Maybe miscarriage, happy ending.

On Monday(Aug.5th) I had my hcg levels checked for the second time at the obgyn’s office. The first time I had them checked was at my regular doctors office(July22nd) and they were 99,421. But my results from Monday made them call me up yesterday saying they had dropped significantly. They were only 19,000. Which made them tell me over the phone that they thought I was having a miscarriage. My heart instantly broke as this would be my third pregnancy and second miscarriage. I had my very first appointment scheduled for today so they told me to keep it and they would do a ultrasound to confirm and figure out where to go from there. I was in tears all night last night and most of this morning. I was sure I was going into something with a horrible outcome.
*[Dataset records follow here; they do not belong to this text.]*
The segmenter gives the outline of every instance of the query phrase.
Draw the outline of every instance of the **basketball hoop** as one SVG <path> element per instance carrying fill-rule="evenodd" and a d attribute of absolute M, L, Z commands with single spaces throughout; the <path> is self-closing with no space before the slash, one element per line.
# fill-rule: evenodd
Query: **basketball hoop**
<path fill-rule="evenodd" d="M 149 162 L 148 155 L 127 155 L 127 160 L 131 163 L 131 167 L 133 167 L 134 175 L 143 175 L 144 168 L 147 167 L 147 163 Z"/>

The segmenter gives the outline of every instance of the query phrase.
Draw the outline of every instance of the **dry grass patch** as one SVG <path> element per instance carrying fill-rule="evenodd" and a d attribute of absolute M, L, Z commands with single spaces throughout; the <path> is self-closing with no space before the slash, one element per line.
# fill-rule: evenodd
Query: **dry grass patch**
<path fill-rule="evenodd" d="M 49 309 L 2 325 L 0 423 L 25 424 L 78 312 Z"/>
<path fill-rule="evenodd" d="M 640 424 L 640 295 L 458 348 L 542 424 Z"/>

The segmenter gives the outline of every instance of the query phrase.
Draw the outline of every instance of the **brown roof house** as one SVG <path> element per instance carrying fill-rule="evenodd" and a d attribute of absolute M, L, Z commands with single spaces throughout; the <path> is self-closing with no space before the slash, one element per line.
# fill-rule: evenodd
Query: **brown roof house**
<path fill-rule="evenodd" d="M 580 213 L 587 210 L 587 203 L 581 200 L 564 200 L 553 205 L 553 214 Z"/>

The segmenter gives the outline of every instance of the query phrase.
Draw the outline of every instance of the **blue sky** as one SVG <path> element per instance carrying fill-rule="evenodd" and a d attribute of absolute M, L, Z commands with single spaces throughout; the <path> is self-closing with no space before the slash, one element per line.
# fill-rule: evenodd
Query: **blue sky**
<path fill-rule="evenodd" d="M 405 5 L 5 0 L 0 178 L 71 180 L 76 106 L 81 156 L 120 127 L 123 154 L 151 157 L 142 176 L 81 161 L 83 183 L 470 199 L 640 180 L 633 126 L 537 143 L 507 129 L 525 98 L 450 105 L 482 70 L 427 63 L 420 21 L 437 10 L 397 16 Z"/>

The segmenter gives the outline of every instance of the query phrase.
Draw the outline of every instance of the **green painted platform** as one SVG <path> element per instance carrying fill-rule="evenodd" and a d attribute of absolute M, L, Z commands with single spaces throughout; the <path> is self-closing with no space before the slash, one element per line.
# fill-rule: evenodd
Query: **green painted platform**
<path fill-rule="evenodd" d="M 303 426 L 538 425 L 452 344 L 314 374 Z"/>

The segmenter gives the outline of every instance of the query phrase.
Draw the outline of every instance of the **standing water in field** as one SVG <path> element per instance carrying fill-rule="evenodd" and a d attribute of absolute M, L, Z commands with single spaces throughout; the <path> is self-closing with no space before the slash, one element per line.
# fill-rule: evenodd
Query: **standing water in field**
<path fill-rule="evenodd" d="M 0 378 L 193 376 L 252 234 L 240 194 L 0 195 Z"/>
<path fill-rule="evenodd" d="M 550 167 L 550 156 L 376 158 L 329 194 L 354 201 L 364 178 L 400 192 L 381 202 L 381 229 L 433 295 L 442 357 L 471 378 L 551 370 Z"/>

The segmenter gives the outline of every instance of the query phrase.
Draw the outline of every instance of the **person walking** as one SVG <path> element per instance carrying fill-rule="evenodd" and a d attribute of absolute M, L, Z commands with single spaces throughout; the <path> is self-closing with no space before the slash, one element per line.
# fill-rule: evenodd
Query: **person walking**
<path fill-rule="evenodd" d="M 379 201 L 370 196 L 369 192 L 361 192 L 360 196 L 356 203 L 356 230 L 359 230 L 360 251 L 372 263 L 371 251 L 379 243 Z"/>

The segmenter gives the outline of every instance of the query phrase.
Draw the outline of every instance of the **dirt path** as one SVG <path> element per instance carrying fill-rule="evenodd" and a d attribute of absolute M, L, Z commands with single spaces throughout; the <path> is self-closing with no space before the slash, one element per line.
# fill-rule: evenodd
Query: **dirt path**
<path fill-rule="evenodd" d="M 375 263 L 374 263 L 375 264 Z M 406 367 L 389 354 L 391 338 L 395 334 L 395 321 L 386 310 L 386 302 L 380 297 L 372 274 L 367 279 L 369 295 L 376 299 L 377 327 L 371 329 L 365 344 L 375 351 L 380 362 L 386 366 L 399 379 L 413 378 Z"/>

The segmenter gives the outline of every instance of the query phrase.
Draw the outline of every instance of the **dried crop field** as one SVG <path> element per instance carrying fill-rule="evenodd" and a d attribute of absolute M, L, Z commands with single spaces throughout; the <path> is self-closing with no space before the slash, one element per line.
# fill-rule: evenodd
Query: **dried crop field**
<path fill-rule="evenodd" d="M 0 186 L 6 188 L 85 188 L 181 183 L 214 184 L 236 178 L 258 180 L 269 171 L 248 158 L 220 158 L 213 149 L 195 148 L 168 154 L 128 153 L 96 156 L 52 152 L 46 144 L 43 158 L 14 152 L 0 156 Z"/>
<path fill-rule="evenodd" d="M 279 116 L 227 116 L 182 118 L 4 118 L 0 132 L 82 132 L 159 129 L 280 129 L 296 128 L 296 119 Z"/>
Anyway, went in to the ultrasound and burst out in tears and the lady performing it asked me what was wrong and I told her about my conversation with the nurse practitioner over the phone and she was mad and almost in tears with me because this little bean inside me was just a kicking away and turning and just being very active. It ended up being one the happiest days of my life. My doctor was very surprised about the outcome and apologized for what they told me over the phone. They checked my levels again and they ended up being 77,000 today. I honestly think they messed up somewhere. They won’t ever admit that they messed up but I mean honestly does that make any sense to anyone?? Either way my little one is doing great and measured a week ahead of what it’s suppose to be and I couldn’t be happier.